To preserve spatial dimension from the encoded latent, the authors simply propose to reshape the latent $\mathbf{w}$ in the style space $\mathcal{W}$ to match the shape of the features of the StyleGAN synthesis network. Latent $\mathbf{w}$ is reshaped and upscaled to match the spatial dimension From the figure, it can be seen that the output of the mapping network is reshaped to map the latent $\mathbf{w}\in \mathbb{R}^{64\times 8 \times 8}$, where $8\times 8$ is the spatial dimension which is not present in other methods. The spatial dimension of $\mathbf{w}$ is upscaled along the spatial dimension of the features from the synthesis network by convolution and upsampling layers. Note that the original mapping network of StyleGAN outputs vectorized latent per features of the synthesis network which modulates style of the generated image via AdaIN. The latent with spatial dimension, which authors coin the term stylemap, does not modulate the features of the synthesis network by AdaIN, but by elementwise multiplication and addition of the stylemap after learned affine transformation (A from the above figure).

The basic idea is introduced, but not anything about the encoder yet. Structure of the encoder $E$ is similar to the StyleGAN discriminator, and is trained in a cyclic way. Training and inference of the proposed method Here, the cyclic way means a training scheme similar to that of the CycleGAN, since given a real image $\mathbf{x}$ and its corresponding stylemap latent $\mathbf{w}$, the distance $||\mathbf{x} - G(E(\mathbf{x})) ||_{2, \text{LPIPS}}$ and $||\mathbf{w} - E(G(\mathbf{w}))||_{2}$ are minimized. Other than the cyclic training of $E$, the training scheme follows that of the original StyleGAN.
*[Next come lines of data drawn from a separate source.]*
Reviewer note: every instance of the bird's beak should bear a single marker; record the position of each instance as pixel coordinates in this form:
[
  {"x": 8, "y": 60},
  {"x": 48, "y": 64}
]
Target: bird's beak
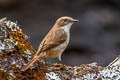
[{"x": 75, "y": 20}]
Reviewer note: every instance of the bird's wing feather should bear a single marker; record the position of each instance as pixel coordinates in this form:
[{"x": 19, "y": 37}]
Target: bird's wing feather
[{"x": 53, "y": 39}]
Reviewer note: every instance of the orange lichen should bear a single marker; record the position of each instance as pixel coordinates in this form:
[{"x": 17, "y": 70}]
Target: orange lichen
[{"x": 4, "y": 75}]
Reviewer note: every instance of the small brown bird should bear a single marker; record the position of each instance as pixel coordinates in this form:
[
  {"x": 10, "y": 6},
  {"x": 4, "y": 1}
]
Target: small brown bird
[{"x": 55, "y": 41}]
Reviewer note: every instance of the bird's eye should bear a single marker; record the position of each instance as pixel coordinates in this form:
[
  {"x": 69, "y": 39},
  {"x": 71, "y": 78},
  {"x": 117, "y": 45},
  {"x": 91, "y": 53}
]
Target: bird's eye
[{"x": 65, "y": 20}]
During inference, the proposed method is able to output images which are locally edited with respect to a reference image. Given stylemaps from the original image and the reference image $\mathbf{w}$ and $\tilde{\mathbf{w}}$, locally edited stylemap $\ddot{\mathbf{w}}$ is a linear interpolation between the two given a mask $\mathbf{m}$ indicating the location to be edited: $$\ddot{\mathbf{w}} = \mathbf{m} \bigotimes \tilde{\mathbf{w}} \bigoplus (1-\mathbf{m}) \bigotimes \mathbf{w}.$$ Now, semantic editing without optimization (real-time!) is possible, and local editing is a free gift from the model.
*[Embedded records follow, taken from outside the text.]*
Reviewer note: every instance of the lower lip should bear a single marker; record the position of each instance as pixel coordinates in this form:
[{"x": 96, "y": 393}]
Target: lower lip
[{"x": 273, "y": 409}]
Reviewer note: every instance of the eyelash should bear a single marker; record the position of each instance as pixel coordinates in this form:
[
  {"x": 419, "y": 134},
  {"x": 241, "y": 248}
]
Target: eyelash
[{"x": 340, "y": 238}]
##### Show capability of the proposed method in real-time and local image editing

The authors first provide a self-comparison experiment to show that the spatial dimension is essential for training an accurate latent encoder. Spatial dimension is related to accurate encoding of the latent It can be seen that the MSE loss and the reconstructed image is degraded as the spatial dimension is reduced. Spatial dimension is related to local editing result The local editing is also affected by the spatial dimension. The spatial dimension of appropriate resolution (8$\times$8 in the above example) results in the edited images with best naturalness.
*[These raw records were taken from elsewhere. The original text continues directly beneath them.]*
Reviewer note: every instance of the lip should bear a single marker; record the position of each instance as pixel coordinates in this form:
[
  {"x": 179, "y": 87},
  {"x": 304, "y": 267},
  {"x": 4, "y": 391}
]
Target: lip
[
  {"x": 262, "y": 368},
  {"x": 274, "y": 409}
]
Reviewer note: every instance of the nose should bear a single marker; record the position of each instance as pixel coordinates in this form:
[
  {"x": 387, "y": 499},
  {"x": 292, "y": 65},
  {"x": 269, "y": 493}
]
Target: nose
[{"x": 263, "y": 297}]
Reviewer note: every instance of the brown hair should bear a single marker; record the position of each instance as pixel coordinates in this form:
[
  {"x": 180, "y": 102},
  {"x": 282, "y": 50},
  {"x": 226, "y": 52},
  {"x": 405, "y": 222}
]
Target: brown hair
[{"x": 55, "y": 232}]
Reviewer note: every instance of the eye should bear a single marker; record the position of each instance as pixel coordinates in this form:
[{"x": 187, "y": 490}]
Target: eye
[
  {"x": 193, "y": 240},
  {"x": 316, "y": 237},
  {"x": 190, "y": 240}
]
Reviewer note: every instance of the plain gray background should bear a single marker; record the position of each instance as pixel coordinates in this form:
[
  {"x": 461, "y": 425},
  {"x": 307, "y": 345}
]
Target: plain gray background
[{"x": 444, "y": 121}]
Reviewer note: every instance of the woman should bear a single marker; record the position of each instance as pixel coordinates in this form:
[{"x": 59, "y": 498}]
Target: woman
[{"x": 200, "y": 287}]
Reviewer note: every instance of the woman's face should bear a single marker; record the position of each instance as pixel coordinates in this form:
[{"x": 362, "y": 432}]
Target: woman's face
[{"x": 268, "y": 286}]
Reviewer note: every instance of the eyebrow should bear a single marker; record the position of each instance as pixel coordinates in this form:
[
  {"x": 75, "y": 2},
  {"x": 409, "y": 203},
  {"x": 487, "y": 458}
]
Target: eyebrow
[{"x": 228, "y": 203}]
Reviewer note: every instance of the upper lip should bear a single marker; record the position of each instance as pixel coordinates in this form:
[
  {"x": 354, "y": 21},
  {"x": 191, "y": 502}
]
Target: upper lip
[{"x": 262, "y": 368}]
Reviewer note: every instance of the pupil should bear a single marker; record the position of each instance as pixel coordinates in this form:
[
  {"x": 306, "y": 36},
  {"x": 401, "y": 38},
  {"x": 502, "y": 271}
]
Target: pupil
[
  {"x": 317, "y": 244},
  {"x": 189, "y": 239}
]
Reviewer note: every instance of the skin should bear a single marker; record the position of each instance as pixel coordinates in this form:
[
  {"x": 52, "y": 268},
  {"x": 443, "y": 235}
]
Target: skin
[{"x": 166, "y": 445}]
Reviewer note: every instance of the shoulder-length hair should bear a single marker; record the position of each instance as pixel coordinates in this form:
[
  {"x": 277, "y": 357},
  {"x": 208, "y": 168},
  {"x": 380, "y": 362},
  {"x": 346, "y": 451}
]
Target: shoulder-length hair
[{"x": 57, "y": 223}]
Most importantly, the authors compare runtime and reconstruction quality of the proposed method to other baseline methods including Image2StyleGAN, Structured Noise, In-DomainGAN, and SEAN. Near real-time reconstruction with high accuracy is achieved by the proposed method Local editing is also neatly done with the proposed StyleMapGAN while most other baseline methods fail to output realistic images. Local editing with StyleMapGAN compared to baselines Lastly, the capability of unaligned transplantation is shown with the StyleMapGAN.

Further experimental results are referred to the original paper. I personally enjoyed reading this paper very much, because I have always been curious why my attempts on training a StyleGAN encoder fails, even with very similar cycle-loss training. This paper has given me some insight that the shape (which preserves spatial dimensions) of the latent was one of the key to the problem.